Komal Handoo, Anika Hedrich, Jose Santana, Ethan Stolen, and Griffin Willman
Authors: Komal Handoo*, Anika Hedrich*, Jose Santana*, Ethan Stolen*, Griffin Willman*, Douglas Soltis, Pamela Soltis, Johanna Jantzen
Faculty Mentor: Johanna Jantzen
College: College of Liberal Arts and Sciences
Plant phylogenies are useful in several key applications, including analysis of geographical distributions, biodiversity, and evolutionary history. In particular, phylogenetic trees have the potential to show many of the ways different species and traits associated with them are related. There are still many gaps in the tree of life, including many plant species that have yet to be sequenced. We created unique trees of Florida plants within certain clades to show how species within these groups are related.
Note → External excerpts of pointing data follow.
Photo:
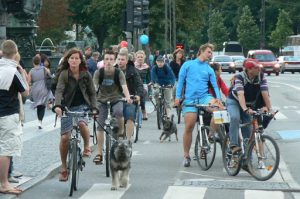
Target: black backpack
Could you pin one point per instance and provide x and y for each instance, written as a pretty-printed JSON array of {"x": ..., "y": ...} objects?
[{"x": 116, "y": 78}]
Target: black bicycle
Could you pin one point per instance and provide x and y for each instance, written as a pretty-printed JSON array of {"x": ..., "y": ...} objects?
[
  {"x": 75, "y": 162},
  {"x": 259, "y": 154},
  {"x": 205, "y": 147}
]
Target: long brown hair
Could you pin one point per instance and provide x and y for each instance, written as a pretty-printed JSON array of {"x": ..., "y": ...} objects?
[{"x": 82, "y": 65}]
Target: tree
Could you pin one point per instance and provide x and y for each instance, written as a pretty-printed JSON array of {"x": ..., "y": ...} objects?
[
  {"x": 217, "y": 32},
  {"x": 283, "y": 29},
  {"x": 248, "y": 32}
]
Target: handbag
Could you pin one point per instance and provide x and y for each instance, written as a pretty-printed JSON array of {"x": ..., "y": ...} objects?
[{"x": 48, "y": 80}]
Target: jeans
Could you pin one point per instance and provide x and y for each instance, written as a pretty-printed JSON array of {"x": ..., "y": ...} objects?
[{"x": 236, "y": 116}]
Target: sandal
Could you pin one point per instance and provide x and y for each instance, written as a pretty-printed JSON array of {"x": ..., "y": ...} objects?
[
  {"x": 87, "y": 152},
  {"x": 63, "y": 176},
  {"x": 98, "y": 159}
]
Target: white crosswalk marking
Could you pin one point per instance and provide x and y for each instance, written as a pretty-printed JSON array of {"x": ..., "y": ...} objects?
[
  {"x": 250, "y": 194},
  {"x": 103, "y": 191},
  {"x": 180, "y": 192}
]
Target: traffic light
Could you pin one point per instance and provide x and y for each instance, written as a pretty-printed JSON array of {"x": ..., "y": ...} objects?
[{"x": 137, "y": 14}]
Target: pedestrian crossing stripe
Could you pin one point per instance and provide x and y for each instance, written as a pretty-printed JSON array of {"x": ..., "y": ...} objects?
[{"x": 179, "y": 192}]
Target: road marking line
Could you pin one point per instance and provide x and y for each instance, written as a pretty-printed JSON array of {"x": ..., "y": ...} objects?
[
  {"x": 103, "y": 191},
  {"x": 175, "y": 192},
  {"x": 250, "y": 194}
]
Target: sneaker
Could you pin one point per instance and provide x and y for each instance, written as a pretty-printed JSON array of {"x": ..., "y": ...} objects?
[
  {"x": 17, "y": 174},
  {"x": 12, "y": 179},
  {"x": 187, "y": 162}
]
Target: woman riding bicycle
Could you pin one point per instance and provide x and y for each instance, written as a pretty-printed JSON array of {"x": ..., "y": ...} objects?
[
  {"x": 75, "y": 90},
  {"x": 249, "y": 90}
]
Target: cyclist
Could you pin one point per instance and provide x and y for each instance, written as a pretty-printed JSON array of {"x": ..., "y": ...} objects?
[
  {"x": 135, "y": 87},
  {"x": 111, "y": 85},
  {"x": 249, "y": 90},
  {"x": 163, "y": 75},
  {"x": 194, "y": 77},
  {"x": 76, "y": 91}
]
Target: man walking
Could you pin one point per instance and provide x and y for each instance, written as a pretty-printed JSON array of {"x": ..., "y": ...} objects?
[{"x": 12, "y": 81}]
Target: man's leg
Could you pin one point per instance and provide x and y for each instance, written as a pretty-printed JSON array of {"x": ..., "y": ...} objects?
[{"x": 189, "y": 120}]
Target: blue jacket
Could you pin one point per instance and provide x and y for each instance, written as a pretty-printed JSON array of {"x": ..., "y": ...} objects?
[
  {"x": 196, "y": 74},
  {"x": 163, "y": 76}
]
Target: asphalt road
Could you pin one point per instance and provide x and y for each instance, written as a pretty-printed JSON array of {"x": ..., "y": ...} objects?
[{"x": 157, "y": 170}]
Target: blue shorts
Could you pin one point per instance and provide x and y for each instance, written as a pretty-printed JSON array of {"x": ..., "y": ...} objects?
[
  {"x": 129, "y": 111},
  {"x": 204, "y": 100}
]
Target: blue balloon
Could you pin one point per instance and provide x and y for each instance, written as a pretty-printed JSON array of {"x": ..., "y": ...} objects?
[{"x": 144, "y": 39}]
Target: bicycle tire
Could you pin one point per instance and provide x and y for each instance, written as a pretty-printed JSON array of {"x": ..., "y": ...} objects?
[
  {"x": 158, "y": 115},
  {"x": 73, "y": 166},
  {"x": 205, "y": 155},
  {"x": 232, "y": 166},
  {"x": 264, "y": 168},
  {"x": 137, "y": 125},
  {"x": 107, "y": 152}
]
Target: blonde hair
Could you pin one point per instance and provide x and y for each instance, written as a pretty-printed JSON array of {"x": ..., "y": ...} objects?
[{"x": 9, "y": 48}]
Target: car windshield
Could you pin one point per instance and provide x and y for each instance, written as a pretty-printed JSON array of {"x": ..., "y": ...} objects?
[
  {"x": 265, "y": 57},
  {"x": 292, "y": 59},
  {"x": 238, "y": 58},
  {"x": 222, "y": 59}
]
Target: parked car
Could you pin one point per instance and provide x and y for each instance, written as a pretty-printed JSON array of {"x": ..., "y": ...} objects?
[
  {"x": 267, "y": 59},
  {"x": 238, "y": 62},
  {"x": 226, "y": 63},
  {"x": 289, "y": 63}
]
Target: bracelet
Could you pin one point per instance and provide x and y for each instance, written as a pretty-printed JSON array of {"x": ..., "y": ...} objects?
[{"x": 246, "y": 110}]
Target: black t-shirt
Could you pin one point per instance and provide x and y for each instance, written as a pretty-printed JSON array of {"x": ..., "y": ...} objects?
[
  {"x": 9, "y": 102},
  {"x": 78, "y": 98}
]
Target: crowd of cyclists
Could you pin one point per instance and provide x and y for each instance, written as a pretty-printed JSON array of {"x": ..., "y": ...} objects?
[{"x": 83, "y": 83}]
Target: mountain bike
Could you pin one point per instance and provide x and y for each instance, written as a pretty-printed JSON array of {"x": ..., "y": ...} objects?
[{"x": 259, "y": 154}]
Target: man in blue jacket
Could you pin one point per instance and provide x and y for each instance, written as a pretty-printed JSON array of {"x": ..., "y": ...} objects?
[
  {"x": 163, "y": 75},
  {"x": 194, "y": 76}
]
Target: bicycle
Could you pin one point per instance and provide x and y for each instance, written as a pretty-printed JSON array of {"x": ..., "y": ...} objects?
[
  {"x": 259, "y": 154},
  {"x": 75, "y": 162},
  {"x": 205, "y": 147},
  {"x": 161, "y": 112}
]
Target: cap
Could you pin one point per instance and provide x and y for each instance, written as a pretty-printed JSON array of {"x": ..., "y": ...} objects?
[
  {"x": 159, "y": 58},
  {"x": 250, "y": 63}
]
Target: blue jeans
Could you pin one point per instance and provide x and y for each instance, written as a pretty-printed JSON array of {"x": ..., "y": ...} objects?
[{"x": 236, "y": 116}]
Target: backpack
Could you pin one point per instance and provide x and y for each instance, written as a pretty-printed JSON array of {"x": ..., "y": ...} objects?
[{"x": 116, "y": 78}]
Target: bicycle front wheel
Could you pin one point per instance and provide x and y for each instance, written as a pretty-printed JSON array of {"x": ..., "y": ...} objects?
[
  {"x": 107, "y": 152},
  {"x": 205, "y": 153},
  {"x": 73, "y": 166},
  {"x": 263, "y": 158}
]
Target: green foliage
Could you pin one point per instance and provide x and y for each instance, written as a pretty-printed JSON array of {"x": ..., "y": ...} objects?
[
  {"x": 217, "y": 32},
  {"x": 283, "y": 29},
  {"x": 248, "y": 32}
]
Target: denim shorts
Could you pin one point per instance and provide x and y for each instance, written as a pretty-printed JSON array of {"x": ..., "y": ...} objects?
[
  {"x": 67, "y": 121},
  {"x": 204, "y": 100},
  {"x": 129, "y": 111}
]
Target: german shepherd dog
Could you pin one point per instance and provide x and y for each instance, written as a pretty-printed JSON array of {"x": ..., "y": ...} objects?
[
  {"x": 120, "y": 157},
  {"x": 169, "y": 127}
]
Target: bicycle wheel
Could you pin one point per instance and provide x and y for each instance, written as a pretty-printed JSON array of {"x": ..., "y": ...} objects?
[
  {"x": 205, "y": 153},
  {"x": 158, "y": 115},
  {"x": 231, "y": 162},
  {"x": 137, "y": 125},
  {"x": 73, "y": 166},
  {"x": 263, "y": 160},
  {"x": 107, "y": 152}
]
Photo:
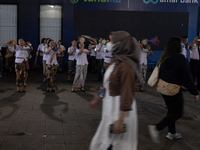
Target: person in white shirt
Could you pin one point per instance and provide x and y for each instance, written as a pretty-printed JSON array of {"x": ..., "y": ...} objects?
[
  {"x": 84, "y": 48},
  {"x": 60, "y": 55},
  {"x": 184, "y": 41},
  {"x": 21, "y": 63},
  {"x": 145, "y": 49},
  {"x": 72, "y": 59},
  {"x": 27, "y": 43},
  {"x": 1, "y": 63},
  {"x": 194, "y": 64},
  {"x": 108, "y": 56},
  {"x": 93, "y": 59},
  {"x": 44, "y": 60},
  {"x": 43, "y": 43},
  {"x": 51, "y": 64},
  {"x": 100, "y": 59}
]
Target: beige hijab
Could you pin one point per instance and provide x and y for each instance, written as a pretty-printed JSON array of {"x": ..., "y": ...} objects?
[{"x": 127, "y": 51}]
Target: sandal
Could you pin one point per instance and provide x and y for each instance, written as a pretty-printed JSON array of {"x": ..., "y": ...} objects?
[{"x": 82, "y": 90}]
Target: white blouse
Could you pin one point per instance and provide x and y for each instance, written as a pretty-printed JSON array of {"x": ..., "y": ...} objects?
[
  {"x": 73, "y": 56},
  {"x": 108, "y": 56},
  {"x": 43, "y": 50},
  {"x": 143, "y": 56},
  {"x": 82, "y": 58},
  {"x": 40, "y": 49},
  {"x": 49, "y": 55},
  {"x": 100, "y": 55},
  {"x": 21, "y": 53}
]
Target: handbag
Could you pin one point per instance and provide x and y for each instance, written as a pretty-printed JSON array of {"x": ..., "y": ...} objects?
[
  {"x": 166, "y": 88},
  {"x": 112, "y": 139},
  {"x": 153, "y": 80}
]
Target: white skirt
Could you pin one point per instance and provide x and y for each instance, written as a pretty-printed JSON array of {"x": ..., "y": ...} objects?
[{"x": 110, "y": 113}]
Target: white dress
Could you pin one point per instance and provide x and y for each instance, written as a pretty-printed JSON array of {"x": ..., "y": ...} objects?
[{"x": 110, "y": 113}]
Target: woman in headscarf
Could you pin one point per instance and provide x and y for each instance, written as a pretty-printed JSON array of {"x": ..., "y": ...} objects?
[
  {"x": 21, "y": 63},
  {"x": 119, "y": 104},
  {"x": 84, "y": 48},
  {"x": 174, "y": 73}
]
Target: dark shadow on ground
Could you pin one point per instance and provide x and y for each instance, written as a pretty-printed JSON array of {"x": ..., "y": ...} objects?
[
  {"x": 49, "y": 102},
  {"x": 10, "y": 102}
]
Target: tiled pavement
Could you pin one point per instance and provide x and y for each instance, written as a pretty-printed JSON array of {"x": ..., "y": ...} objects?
[{"x": 37, "y": 120}]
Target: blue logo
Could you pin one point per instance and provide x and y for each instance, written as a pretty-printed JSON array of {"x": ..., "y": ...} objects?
[
  {"x": 73, "y": 1},
  {"x": 152, "y": 1}
]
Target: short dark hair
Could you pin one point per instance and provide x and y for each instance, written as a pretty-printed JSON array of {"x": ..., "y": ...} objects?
[
  {"x": 49, "y": 41},
  {"x": 86, "y": 44},
  {"x": 172, "y": 48},
  {"x": 183, "y": 38},
  {"x": 42, "y": 41}
]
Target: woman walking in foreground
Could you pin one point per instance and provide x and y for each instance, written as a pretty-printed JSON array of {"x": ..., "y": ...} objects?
[
  {"x": 119, "y": 104},
  {"x": 174, "y": 73}
]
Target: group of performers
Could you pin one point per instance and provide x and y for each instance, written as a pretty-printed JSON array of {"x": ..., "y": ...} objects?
[{"x": 51, "y": 59}]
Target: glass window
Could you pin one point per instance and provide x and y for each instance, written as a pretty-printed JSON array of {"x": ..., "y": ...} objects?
[
  {"x": 50, "y": 22},
  {"x": 8, "y": 23}
]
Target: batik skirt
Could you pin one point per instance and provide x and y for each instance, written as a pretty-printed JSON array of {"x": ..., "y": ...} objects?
[
  {"x": 51, "y": 75},
  {"x": 142, "y": 77},
  {"x": 80, "y": 76},
  {"x": 21, "y": 74}
]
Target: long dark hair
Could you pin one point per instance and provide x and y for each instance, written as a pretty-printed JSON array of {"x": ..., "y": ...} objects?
[
  {"x": 172, "y": 48},
  {"x": 42, "y": 41}
]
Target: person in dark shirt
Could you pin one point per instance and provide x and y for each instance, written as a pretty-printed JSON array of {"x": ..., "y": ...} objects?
[{"x": 173, "y": 70}]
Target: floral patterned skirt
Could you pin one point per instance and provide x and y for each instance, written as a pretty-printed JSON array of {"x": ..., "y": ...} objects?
[
  {"x": 21, "y": 74},
  {"x": 80, "y": 76}
]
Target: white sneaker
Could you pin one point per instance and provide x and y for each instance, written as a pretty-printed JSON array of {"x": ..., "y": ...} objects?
[
  {"x": 173, "y": 136},
  {"x": 154, "y": 133}
]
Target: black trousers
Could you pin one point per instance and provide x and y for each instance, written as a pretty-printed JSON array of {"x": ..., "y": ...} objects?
[
  {"x": 175, "y": 111},
  {"x": 195, "y": 69}
]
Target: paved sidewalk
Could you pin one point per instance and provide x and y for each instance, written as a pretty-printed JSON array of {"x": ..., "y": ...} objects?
[{"x": 37, "y": 120}]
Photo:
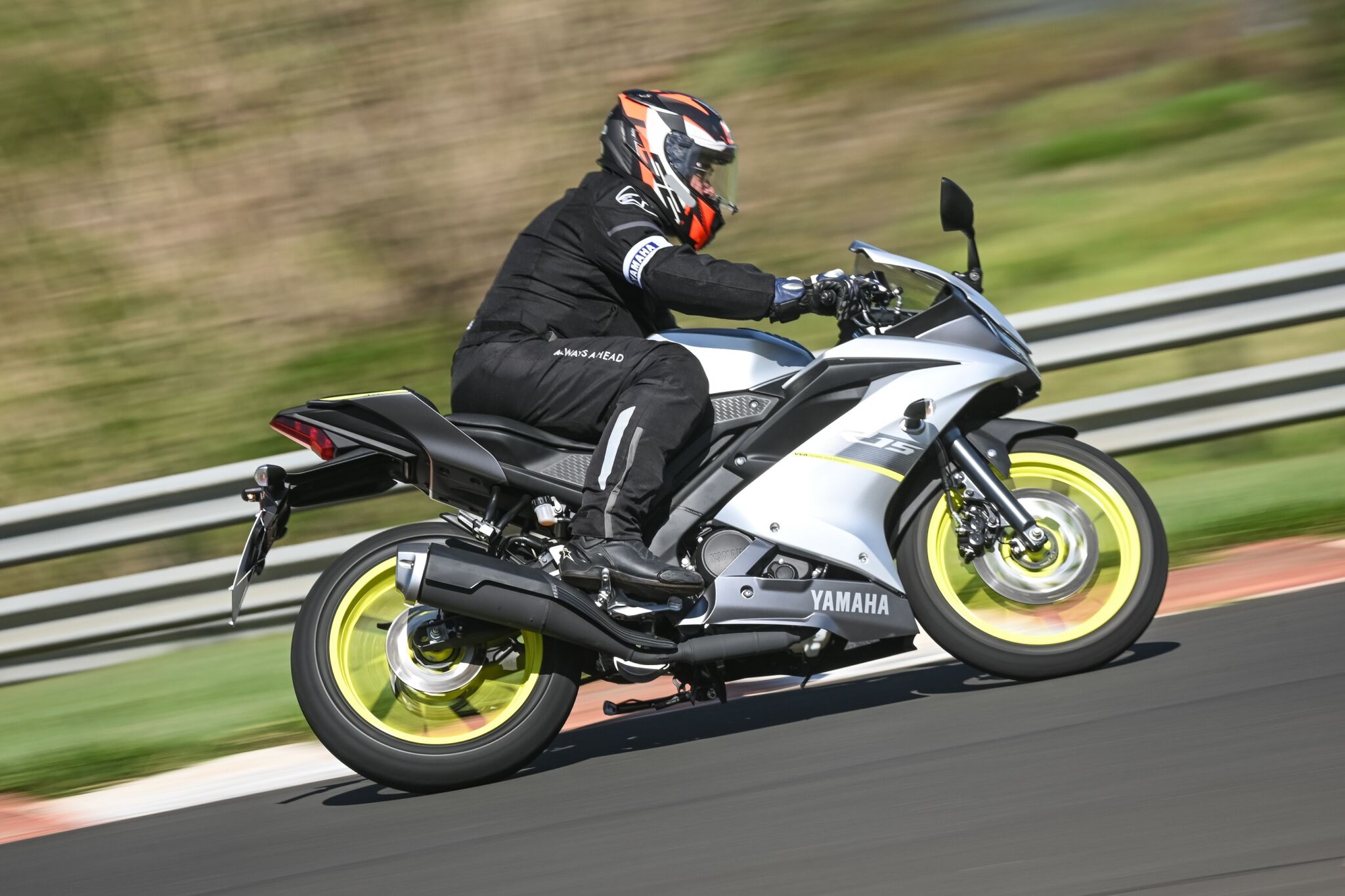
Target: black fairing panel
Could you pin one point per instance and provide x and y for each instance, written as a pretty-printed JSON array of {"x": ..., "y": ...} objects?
[
  {"x": 447, "y": 456},
  {"x": 357, "y": 475}
]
In an effort to resolve phylogenies for Florida plants, genetic information for these species was found by performing PCR on extracted DNA samples and obtaining sequences from GenBank for comparison. We created optimal phylogenies of five plant clades using RAxML software and plotted observed traits, including ploidy, geographical distribution, petal morphology, and medicinal properties, on these trees. Each clade was used to answer a specific question. For these clades, we either reconstructed ancestral states of morphological traits, estimated the number of origins of chemical compounds, evaluated the geographic distribution, or calculated the phylodiversity within Florida. We demonstrate the utility of phylogenies to answer a wide range of questions about the evolutionary history of the flora of Florida.